There's No Escape from Inference
I came across a reddit post a while ago that asked data scientists how inferential statistics can be useful in business. At first, I was a bit surprised that this was even brought under question and that the post was not flooded with example use cases from the respondents' daily work. But then I recalled my own encounters with some of the more senior data scientists who completely missed that what they were doing was inference. I've seen some who successfully trained complex models but couldn't comfortably explain the semantics of basic inferential statistics. I've seen shallow understanding leading to awkward conversations, where answering questions about a chart's error bars is a struggle, let alone discussions on "what do you exactly mean by significant?"
In their defence, data science is a huge field that builds on so many disciplines, including statistics. It also attracts professionals from all sort of backgrounds. Nobody can master everything. There are, however, topics that are key foundations, and statistical inference is one of them. If I were to recommend a junior data scientist one topic to get a deep understanding of, this would be it. It's of course not only for those who hold the title of data scientist. Most analytical roles at some point realize they could benefit from learning more statistics. I bet they'd get a lot of bang for their buck by getting a good grip on the basics of inferential statistics. This is because, almost every question worth answering from the data requires inference.
Why we need inference every day
Being data-driven means looking in data, answering questions or learning models, for making better decisions. Everybody seems to be aware of the benefits, but here's a less talked about part of this process: Unless our only goal is to summarize what has happened in the past, we need to do inference. That is, we need to reason, using the data, about what is not in the data.
When we have a sample of the world and answer questions about the bigger world, we're doing inference. And guess what, we always have a sample, even if it's all the data we could have recorded, even if it's 'Big data' that we have. You've got lots of data on your users? it's just a sample. You still don't have data on your future users, or even the same users with different intentions or needs than what you saw before. Consider this simplest of questions: What is the average time a user will spend on your site? When you answer it using your historical data you're doing inference.

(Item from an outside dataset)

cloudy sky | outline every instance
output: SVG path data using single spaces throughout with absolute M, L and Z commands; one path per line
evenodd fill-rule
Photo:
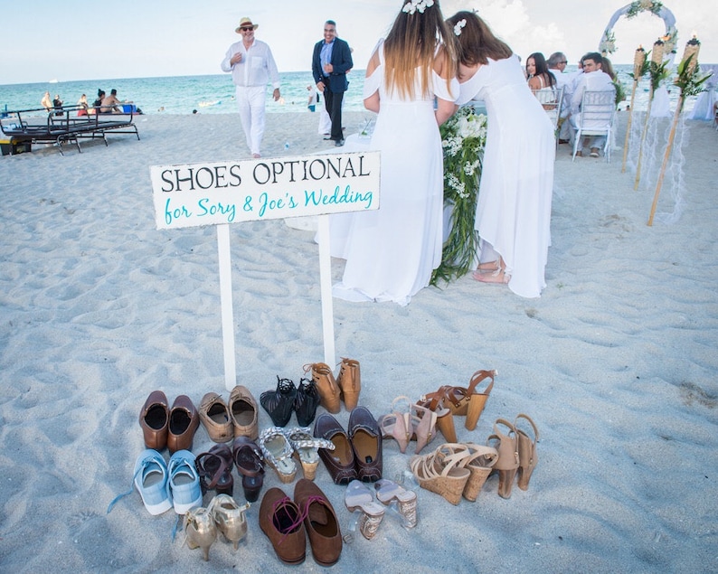
M 441 0 L 444 16 L 476 9 L 495 33 L 525 57 L 562 51 L 572 62 L 598 48 L 613 14 L 626 0 Z M 718 63 L 715 0 L 674 0 L 678 57 L 693 33 L 701 40 L 700 61 Z M 239 36 L 242 16 L 260 24 L 280 71 L 310 67 L 312 45 L 323 23 L 335 20 L 339 35 L 364 69 L 402 0 L 83 0 L 3 2 L 0 84 L 221 73 L 220 61 Z M 614 63 L 630 63 L 639 44 L 649 47 L 665 33 L 647 13 L 614 27 Z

Big data doesn't solve inference. More data can help us make better inferences, but it doesn't free us from it. There's no escaping doing inference, unless we're dealing with a static fully-observed system. There are not many interesting decision making problems there. The real world is dynamic and partially observed. We always have a sample of reality.
Inference: a key mindset
Since we need to answer questions with inference, whatever conclusions we make from our data and the outcome of all our data-driven decisions have one necessary component: uncertainty.
Inference always comes with uncertainty. Although it might sound trivial, it's also really easy to forget, specially in the midst of solving technical challenges or the rush to meet a deadline. It might not even register that we're answering questions with inference, that our answers are uncertain, and that we can and should quantify this uncertainty. But we are not simply measuring, we are estimating.
Decision making can hugely improve by adopting this simple but key mindset. Not only for major statistical analyzes and predictive modelling, but also for our everyday tasks. Seeing the world like this for the first time can be quite a transformative experience. You see statistical inference everywhere, and become instantly aware of conclusions that miss this picture. You'd also be equipped with a marvellous toolbox that comes handy in lots of everyday applications.
Killer everyday applications
Beside the textbook example applications of inferential statistics, there are many reoccurring daily data science tasks that can benefit from the inference mindset and tools. Here are some of the use cases I've faced most in data science projects:
Data quality evaluation. We need to assess the quality of our input data from some sample. How accurate are the movie genres in this dataset? Or these assignment of POIs to cities? Or the product categorizations in our database? What about the image tags that this company is trying to sell us? How well did the annotators label our training data? Questions like this are among the most common and most valuable in real-world data projects.
Debugging machine learning. It's almost a rule that your first learned models don't work as expected. But what do we need to do when they don't perform? One of the best places to start is the model errors. We check them manually, try to find patterns and generate ideas for improvement (e.g., Andrew Ng suggests checking 100 examples). More experienced data scientists are better at this art, but anyhow only a few would deny its benefits. This is inference: we take a sample of the output, analyze it, and make decisions for the next steps.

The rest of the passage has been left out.